Oui, mais elle a fait le contraire en s’impliquant dans la fermeture des deux réacteurs de Fessenheim, en limitant les perspectives dans le nucléaire, et en laissant perdre les compétences dans la première filière énergétique en France.

« De mon point de vue, on ne peut pas être pour ou contre le nucléaire, mais uniquement pour un modèle énergétique équilibré, nous fournissant une énergie la moins chère possible, nous garantissant une indépendance et une stabilité des règles ».

Oui, mais là encore elle a fait le contraire en sabordant le nucléaire stable et relativement bon marché. Elle a aussi accru la dépendance de la France au gaz, aux matières premières importées pour les éoliennes, et aux panneaux photovoltaïques chinois.

Elle déclare

« L’énergie, c’est la vie. Il s’agit du sujet le plus important dans un pays et dans sa stratégie ».

Mais elle avoue peu après que, durant sa campagne présidentielle de 2007, « l’énergie n’était pas un sujet archiprioritaire » alors qu’elle avait déjà été ministre de l’Environnement en 1992 !

Au bal des faux-culs…

Après plusieurs dizaines d’années de vie politique, madame Ségolène Royal manie admirablement la langue de bois. Si elle se plaint dans cette audition que « les technocrates n’ont jamais de comptes à rendre sur rien », elle ferait bien de s’intéresser aussi aux politiques qui peuvent dilapider des milliards d’euros d’argent public par idéologie et spolier les Français sans rendre aucun compte devant la justice si les formes légales sont respectées.

Et madame Royal, qui perd parfois la mémoire sur ses déclarations contradictoires rappelées par le rapporteur de cette commission, a fait des émules.

En effet, l’actuelle Première ministre Elisabeth Borne a été à bonne école. Elle a été directrice de son cabinet au ministère de l’Énergie de 2014 à 2017. Elle s’est félicitée de la fermeture des deux réacteurs nucléaires de Fessenheim en 2020 mais elle soutient cependant aujourd’hui la commande de 6 réacteurs nucléaires EPR (et peut-être 14) annoncée le 10 février 2022 par le président Macron.

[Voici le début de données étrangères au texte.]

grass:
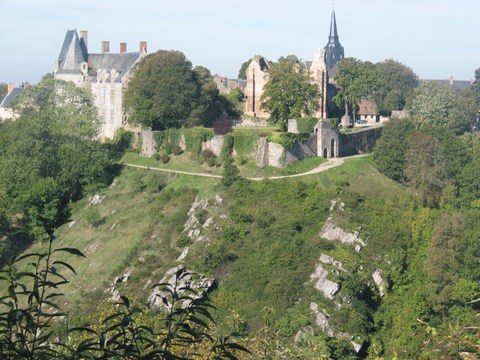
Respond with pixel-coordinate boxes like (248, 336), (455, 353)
(120, 152), (326, 179)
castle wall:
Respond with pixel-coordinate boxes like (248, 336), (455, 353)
(91, 81), (123, 139)
(244, 58), (270, 118)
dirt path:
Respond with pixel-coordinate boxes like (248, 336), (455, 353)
(123, 154), (366, 181)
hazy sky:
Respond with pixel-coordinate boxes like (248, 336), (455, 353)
(0, 0), (480, 83)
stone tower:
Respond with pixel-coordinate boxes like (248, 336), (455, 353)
(325, 10), (345, 77)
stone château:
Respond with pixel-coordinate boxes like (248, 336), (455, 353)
(53, 30), (147, 139)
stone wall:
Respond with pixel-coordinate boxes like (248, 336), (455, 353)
(339, 128), (381, 157)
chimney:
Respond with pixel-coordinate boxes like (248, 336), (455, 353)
(102, 41), (110, 54)
(80, 30), (88, 49)
(139, 41), (147, 54)
(7, 83), (15, 95)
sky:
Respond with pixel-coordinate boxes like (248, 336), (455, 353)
(0, 0), (480, 84)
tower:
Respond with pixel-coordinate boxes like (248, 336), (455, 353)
(325, 10), (345, 77)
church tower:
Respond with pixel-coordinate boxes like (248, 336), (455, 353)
(325, 10), (345, 77)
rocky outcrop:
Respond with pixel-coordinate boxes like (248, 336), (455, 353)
(320, 217), (367, 252)
(148, 266), (215, 309)
(202, 135), (224, 156)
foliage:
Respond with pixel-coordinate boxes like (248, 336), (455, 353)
(0, 233), (84, 359)
(411, 81), (477, 134)
(267, 133), (310, 150)
(404, 132), (447, 207)
(334, 58), (418, 116)
(123, 50), (221, 130)
(222, 156), (240, 187)
(373, 119), (414, 181)
(238, 57), (254, 80)
(261, 59), (321, 131)
(472, 68), (480, 108)
(297, 116), (318, 133)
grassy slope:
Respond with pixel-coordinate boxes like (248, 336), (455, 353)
(22, 157), (410, 352)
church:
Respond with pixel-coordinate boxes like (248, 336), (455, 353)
(244, 11), (345, 119)
(53, 30), (147, 139)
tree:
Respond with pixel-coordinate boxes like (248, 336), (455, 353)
(333, 58), (375, 116)
(373, 119), (414, 181)
(261, 59), (321, 130)
(238, 58), (253, 80)
(472, 68), (480, 109)
(0, 83), (8, 100)
(411, 81), (476, 134)
(404, 132), (448, 207)
(123, 50), (220, 130)
(373, 60), (418, 116)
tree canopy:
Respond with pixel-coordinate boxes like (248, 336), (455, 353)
(334, 58), (418, 115)
(261, 57), (321, 129)
(411, 81), (477, 133)
(123, 50), (221, 130)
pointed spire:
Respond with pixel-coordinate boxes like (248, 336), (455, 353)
(328, 10), (339, 44)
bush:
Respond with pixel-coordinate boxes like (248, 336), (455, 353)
(172, 144), (183, 155)
(85, 208), (105, 227)
(161, 154), (170, 164)
(297, 116), (318, 133)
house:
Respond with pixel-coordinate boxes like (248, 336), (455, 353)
(0, 84), (23, 121)
(54, 30), (147, 139)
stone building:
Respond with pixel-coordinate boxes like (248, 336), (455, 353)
(245, 55), (270, 118)
(0, 84), (23, 121)
(240, 11), (345, 119)
(54, 30), (147, 139)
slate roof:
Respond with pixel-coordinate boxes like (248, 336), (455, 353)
(0, 88), (23, 109)
(88, 52), (140, 82)
(57, 30), (88, 74)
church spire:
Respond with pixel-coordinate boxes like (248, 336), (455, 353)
(325, 10), (345, 76)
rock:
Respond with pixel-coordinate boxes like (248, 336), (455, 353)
(177, 247), (189, 261)
(320, 217), (367, 252)
(372, 269), (385, 297)
(88, 194), (105, 206)
(310, 265), (340, 299)
(215, 194), (223, 206)
(148, 266), (215, 309)
(203, 217), (213, 229)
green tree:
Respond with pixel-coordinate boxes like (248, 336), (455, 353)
(238, 58), (253, 80)
(372, 60), (418, 116)
(472, 68), (480, 109)
(373, 119), (415, 181)
(0, 83), (8, 99)
(411, 81), (476, 134)
(123, 50), (220, 130)
(261, 59), (321, 130)
(333, 58), (375, 117)
(404, 132), (448, 207)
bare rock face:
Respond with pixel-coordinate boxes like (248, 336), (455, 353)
(310, 265), (340, 300)
(320, 218), (367, 252)
(148, 266), (215, 309)
(372, 269), (385, 297)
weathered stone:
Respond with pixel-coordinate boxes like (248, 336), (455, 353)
(372, 269), (385, 296)
(310, 265), (340, 299)
(202, 135), (224, 156)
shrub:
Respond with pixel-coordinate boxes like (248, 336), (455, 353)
(172, 144), (183, 155)
(162, 154), (170, 164)
(85, 208), (105, 227)
(297, 116), (318, 133)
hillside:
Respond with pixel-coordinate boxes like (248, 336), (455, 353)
(15, 157), (454, 358)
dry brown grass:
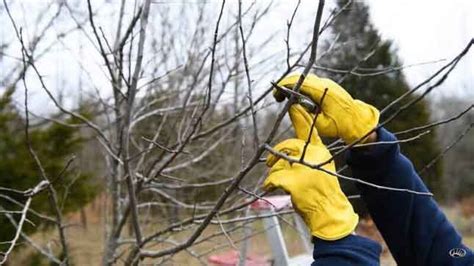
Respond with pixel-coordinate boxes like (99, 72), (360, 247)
(7, 198), (474, 265)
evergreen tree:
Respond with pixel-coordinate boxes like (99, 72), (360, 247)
(318, 0), (443, 202)
(0, 91), (98, 251)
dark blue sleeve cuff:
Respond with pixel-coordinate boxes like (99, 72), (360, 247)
(311, 235), (382, 266)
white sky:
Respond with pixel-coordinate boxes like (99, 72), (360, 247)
(0, 0), (474, 113)
(367, 0), (474, 97)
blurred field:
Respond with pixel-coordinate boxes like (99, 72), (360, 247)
(7, 196), (474, 265)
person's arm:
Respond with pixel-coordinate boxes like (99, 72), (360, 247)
(348, 128), (474, 265)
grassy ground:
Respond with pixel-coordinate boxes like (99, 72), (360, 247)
(7, 196), (474, 265)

Au sujet de madame Borne, Ségolène Royal a déclaré dans son audition :

« Après mon départ du ministère, mon ancienne directrice de cabinet (Elisabeth Borne) est elle-même devenue ministre de l’Environnement, en binôme avec M. Antoine Pellion. Ils ont alors décidé de la fermeture de la centrale de Fessenheim, non conditionnée à l’ouverture de la centrale de Flamanville, et publié une PPE contenant une liste de fermetures de réacteurs.

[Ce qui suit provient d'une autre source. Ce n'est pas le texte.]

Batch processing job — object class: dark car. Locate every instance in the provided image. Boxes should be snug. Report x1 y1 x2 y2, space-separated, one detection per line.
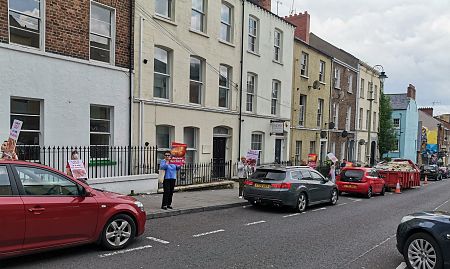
397 211 450 269
244 166 338 212
420 164 442 180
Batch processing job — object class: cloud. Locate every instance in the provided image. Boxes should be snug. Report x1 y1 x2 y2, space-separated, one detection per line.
272 0 450 113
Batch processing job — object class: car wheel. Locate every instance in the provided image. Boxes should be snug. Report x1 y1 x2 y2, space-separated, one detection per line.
330 189 339 205
296 192 308 212
403 230 443 269
366 187 372 199
101 214 136 250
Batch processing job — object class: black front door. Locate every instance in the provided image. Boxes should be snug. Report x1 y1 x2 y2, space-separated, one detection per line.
213 137 227 178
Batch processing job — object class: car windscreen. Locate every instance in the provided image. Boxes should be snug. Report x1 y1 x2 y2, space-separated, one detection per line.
341 170 364 182
250 169 286 180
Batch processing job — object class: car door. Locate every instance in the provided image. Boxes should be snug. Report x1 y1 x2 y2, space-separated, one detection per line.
13 165 98 250
310 170 331 201
0 165 25 253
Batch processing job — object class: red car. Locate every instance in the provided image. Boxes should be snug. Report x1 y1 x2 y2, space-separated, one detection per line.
0 160 146 258
336 167 385 198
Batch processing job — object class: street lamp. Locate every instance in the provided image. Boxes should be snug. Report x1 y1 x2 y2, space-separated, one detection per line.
366 64 387 165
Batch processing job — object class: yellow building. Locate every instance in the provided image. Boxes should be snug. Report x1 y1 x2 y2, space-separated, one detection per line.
290 38 332 164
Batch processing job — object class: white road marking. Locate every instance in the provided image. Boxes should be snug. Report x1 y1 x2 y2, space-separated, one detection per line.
98 245 152 258
434 200 450 211
147 236 170 244
245 220 266 226
283 213 300 218
192 229 225 237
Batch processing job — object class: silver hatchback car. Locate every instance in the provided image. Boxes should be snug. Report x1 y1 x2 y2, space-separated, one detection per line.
244 165 338 212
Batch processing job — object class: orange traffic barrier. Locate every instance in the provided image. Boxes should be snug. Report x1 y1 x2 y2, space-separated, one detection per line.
395 180 402 194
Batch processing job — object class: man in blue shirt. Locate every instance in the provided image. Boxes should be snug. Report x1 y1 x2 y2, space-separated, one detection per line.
159 151 181 210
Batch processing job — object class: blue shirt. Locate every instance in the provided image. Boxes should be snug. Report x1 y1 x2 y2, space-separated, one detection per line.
159 160 180 179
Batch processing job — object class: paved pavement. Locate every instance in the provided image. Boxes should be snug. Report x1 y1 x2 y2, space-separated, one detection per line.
0 177 450 269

Enfin, en novembre 2019, ils ont demandé à EDF d’imaginer un scénario « 100 % énergies renouvelables ». Ils contredisaient ainsi publiquement M. Jean-Bernard Levy, selon lequel il convenait de réfléchir à de nouveaux réacteurs car d’autres arrivaient en fin de vie.

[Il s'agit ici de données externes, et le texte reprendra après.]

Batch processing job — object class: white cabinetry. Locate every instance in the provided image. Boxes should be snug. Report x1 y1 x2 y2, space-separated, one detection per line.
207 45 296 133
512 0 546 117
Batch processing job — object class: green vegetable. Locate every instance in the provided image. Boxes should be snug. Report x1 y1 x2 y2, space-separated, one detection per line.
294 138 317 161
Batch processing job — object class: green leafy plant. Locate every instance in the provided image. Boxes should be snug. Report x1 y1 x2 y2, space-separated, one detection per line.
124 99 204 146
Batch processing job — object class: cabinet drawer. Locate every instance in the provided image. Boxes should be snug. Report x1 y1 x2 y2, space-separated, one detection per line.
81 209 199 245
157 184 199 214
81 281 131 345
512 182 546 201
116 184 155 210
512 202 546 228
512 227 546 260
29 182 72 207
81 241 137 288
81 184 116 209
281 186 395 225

Comment des ingénieurs, techniciens et ouvriers peuvent-ils se sentir motivés par l’énergie nucléaire, ne serait-ce que pour entretenir les centrales, s’ils entendent que cette énergie va s’arrêter ? C’est impossible ».

C’est pourtant bien madame Royal qui a initié ce mouvement de réduction pour sortir du nucléaire en France.

Au sujet de monsieur François Brottes, autre fossoyeur du système électrique alors qu’il avait été nommé président de réseau français d’électricité (RTE) par madame Royal après avoir été le rapporteur de la loi de 2015 sur la « croissance verte », elle déclare

« Certains changent de position en fonction de leur posture. Moi, je ne l’ai jamais fait »…

Chacun appréciera.

Madame Royal est certainement une danseuse étoile au bal des faux-culs mais, hélas pour la France, elle n’est pas la seule à briller au firmament de l’irresponsabilité.